Abidin menekankan pentingnya pertemuan para tokoh lintas agama untuk membahas berbagai persoalan sosial masyarakat. “Momentum ini sangat baik dalam memperkuat toleransi yang sudah terjalin sejak lama,” ujarnya di Palu.
Menurut Abidin, tema dialog “Kota Palu Rumah Kita, Tanggung Jawab Kita” sangat relevan dengan kondisi sosial masyarakat di Palu. Kota ini dihuni oleh beragam etnis, suku, dan agama yang hidup berdampingan, sehingga toleransi dan keharmonisan yang telah terbangun wajib dipertahankan dan diperkuat guna menjamin kebebasan setiap aktivitas sosial.
Ia juga mengajak seluruh pemangku kepentingan dan elemen masyarakat untuk menjaga persatuan dan kesatuan. Abidin memperingatkan adanya pihak-pihak yang sengaja ingin memecah belah persatuan. “Intoleransi salah satu sikap atau paham yang perlu dihindari, karena paham-paham seperti itu sengaja diciptakan untuk merusak hubungan sosial masyarakat,” tegasnya.
Lebih lanjut, Abidin meminta para tokoh lintas agama untuk membantu pemerintah dalam memberikan edukasi mengenai moderasi beragama, meningkatkan pengetahuan agama kepada masing-masing umat, serta menghidupkan kembali semangat gotong royong di lingkungan masyarakat. Ia memandang Kota Palu sebagai rumah bersama, bukan hanya tempat tinggal, melainkan juga tempat membangun harapan, memperkuat persatuan, serta menumbuhkan nilai toleransi dan saling menghormati.
“FKUB sebagai wadah berhimpun para tokoh lintas agama memiliki peran dan tanggung jawab menjaga komunikasi lintas agama melalui pelbagai program dan kegiatan guna mempererat persaudaraan di tengah kehidupan sosial yang terus dinamis,” tutur Abidin.

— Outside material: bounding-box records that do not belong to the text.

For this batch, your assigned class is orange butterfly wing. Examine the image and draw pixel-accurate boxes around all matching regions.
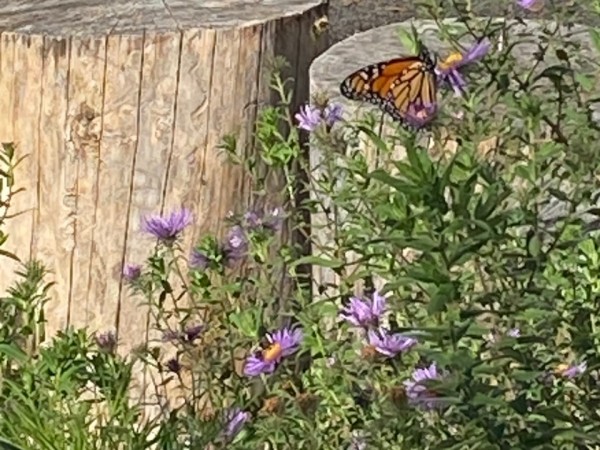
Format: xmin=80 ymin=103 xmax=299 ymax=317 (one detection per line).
xmin=340 ymin=51 xmax=437 ymax=122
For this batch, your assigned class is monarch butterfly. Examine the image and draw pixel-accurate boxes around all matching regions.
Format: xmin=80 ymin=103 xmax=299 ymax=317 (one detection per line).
xmin=340 ymin=46 xmax=437 ymax=124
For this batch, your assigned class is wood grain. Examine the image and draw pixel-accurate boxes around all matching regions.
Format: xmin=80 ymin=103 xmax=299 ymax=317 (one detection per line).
xmin=0 ymin=0 xmax=327 ymax=412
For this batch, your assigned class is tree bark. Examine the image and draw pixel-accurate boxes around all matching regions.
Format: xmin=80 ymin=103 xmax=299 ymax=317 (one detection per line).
xmin=0 ymin=0 xmax=327 ymax=351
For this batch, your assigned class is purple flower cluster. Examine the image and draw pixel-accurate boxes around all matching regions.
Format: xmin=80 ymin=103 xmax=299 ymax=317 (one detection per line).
xmin=244 ymin=327 xmax=303 ymax=377
xmin=340 ymin=291 xmax=417 ymax=358
xmin=142 ymin=208 xmax=192 ymax=244
xmin=295 ymin=103 xmax=343 ymax=131
xmin=403 ymin=363 xmax=442 ymax=409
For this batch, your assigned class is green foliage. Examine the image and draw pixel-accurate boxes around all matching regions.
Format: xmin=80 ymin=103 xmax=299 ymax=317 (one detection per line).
xmin=0 ymin=0 xmax=600 ymax=450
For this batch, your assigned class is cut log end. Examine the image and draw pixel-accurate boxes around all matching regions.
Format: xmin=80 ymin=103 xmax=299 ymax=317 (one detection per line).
xmin=0 ymin=0 xmax=322 ymax=37
xmin=0 ymin=0 xmax=327 ymax=384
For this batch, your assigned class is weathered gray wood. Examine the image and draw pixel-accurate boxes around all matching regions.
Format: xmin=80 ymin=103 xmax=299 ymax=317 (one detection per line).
xmin=0 ymin=0 xmax=327 ymax=358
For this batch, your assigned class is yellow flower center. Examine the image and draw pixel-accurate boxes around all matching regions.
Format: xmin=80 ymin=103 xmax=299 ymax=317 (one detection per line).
xmin=439 ymin=52 xmax=463 ymax=70
xmin=263 ymin=342 xmax=283 ymax=362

Ia menambahkan, tantangan kehidupan sosial saat ini semakin kompleks, terutama derasnya arus informasi melalui media sosial yang kerap memunculkan provokasi, ujaran kebencian, hingga upaya memecah belah persatuan. “Jangan biarkan perbedaan menjadi sumber perpecahan, tetapi jadikan keberagaman sebagai kekuatan untuk membangun Kota Palu yang lebih maju dan berkelanjutan,” pungkasnya.